- Location offshore Japan

Location
- Location: Western Pacific Ocean
- Coordinates: 34°18′N 143°54′E﻿ / ﻿34.3°N 143.9°E

Geology
- Age of rock: Cretaceous

= Takuyo-Daini =

Seamount in the Pacific Ocean

Takuyo-Daini is a seamount in the Pacific Ocean.

Takuyo-Daini is part of the so-called "Seiko" cluster or the "Geisha Guyots" in the Japanese Seamounts; it lies just west of Takuyo-Daisan seamount with which it forms a pair. Takuyo-Daini rises from a depth of 5195 m to a minimum depth of 1420 m and has a regular round shape with a small volume of 2237 km3. Both seamounts are guyots and together with two other guyots known as Winterer and Isakov have been interpreted as being part of a hotspot track.

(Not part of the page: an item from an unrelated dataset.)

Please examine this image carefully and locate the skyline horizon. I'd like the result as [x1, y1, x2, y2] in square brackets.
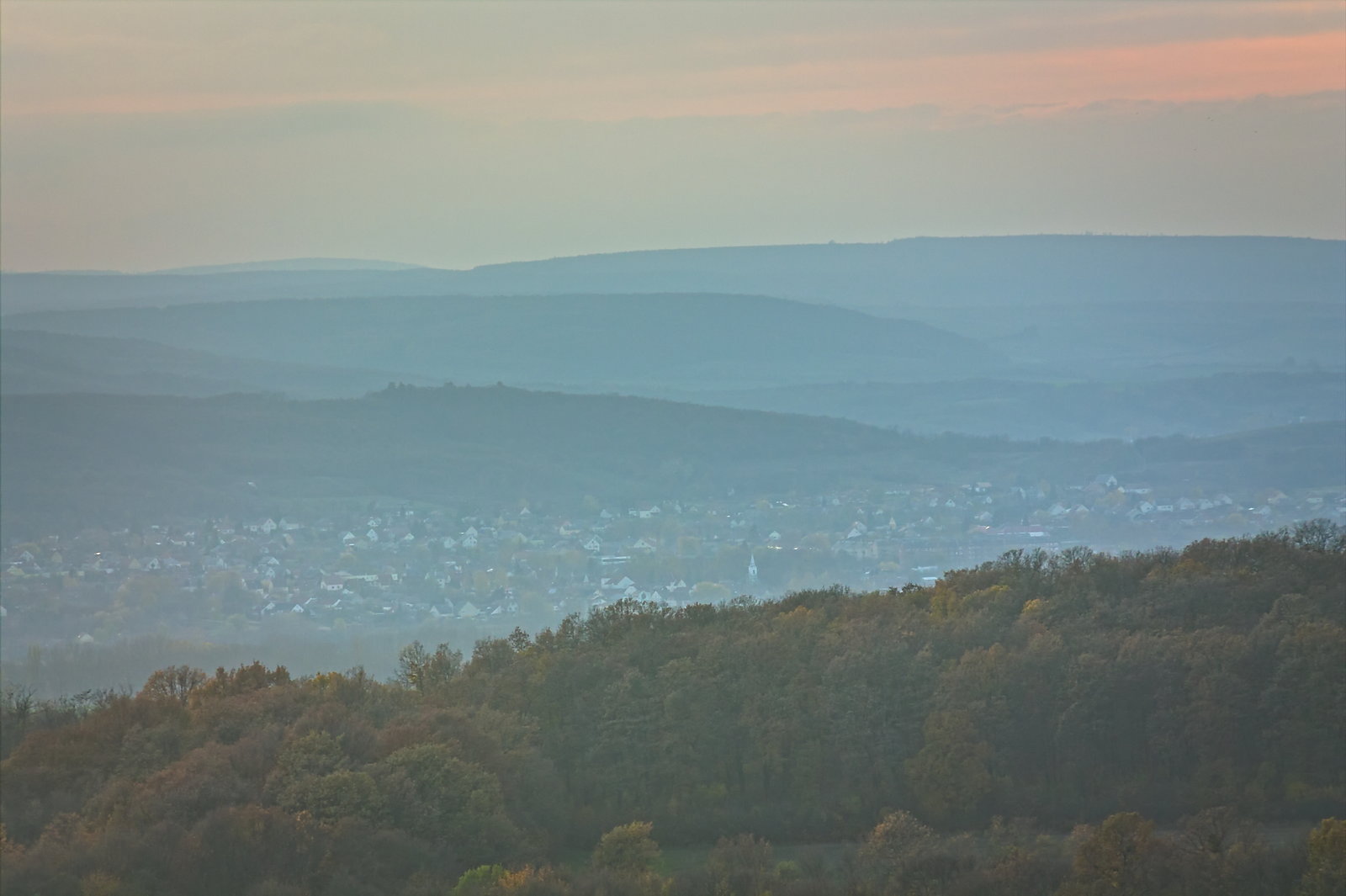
[0, 230, 1346, 276]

The Western Pacific Ocean contains a large number of seamounts which often from clusters or groups. Many of them have flat tops 1–2 km below sea level. A number of these formed during a large-scale volcanic episode in the Albian-Aptian era of the Cretaceous; this includes Takuyo-Daini, where radiometric dating has yielded ages of 118.6 million years ago. At the time of its formation this seamount was located in the central Pacific Ocean. Fossils of rudist bivalves have been found on Takuyo-Daini; the seamount once featured rudist reefs that ceased growing during the Albian and define a Auroradiolites biconvexus–Magallanesia rutogensis faunal assemblage. The rudist genera Magallanesia was discovered on Takuyo-Daini and on Cebu in the Philippines. Extant animal species at Takuyo-Daini include Halicmetus fish.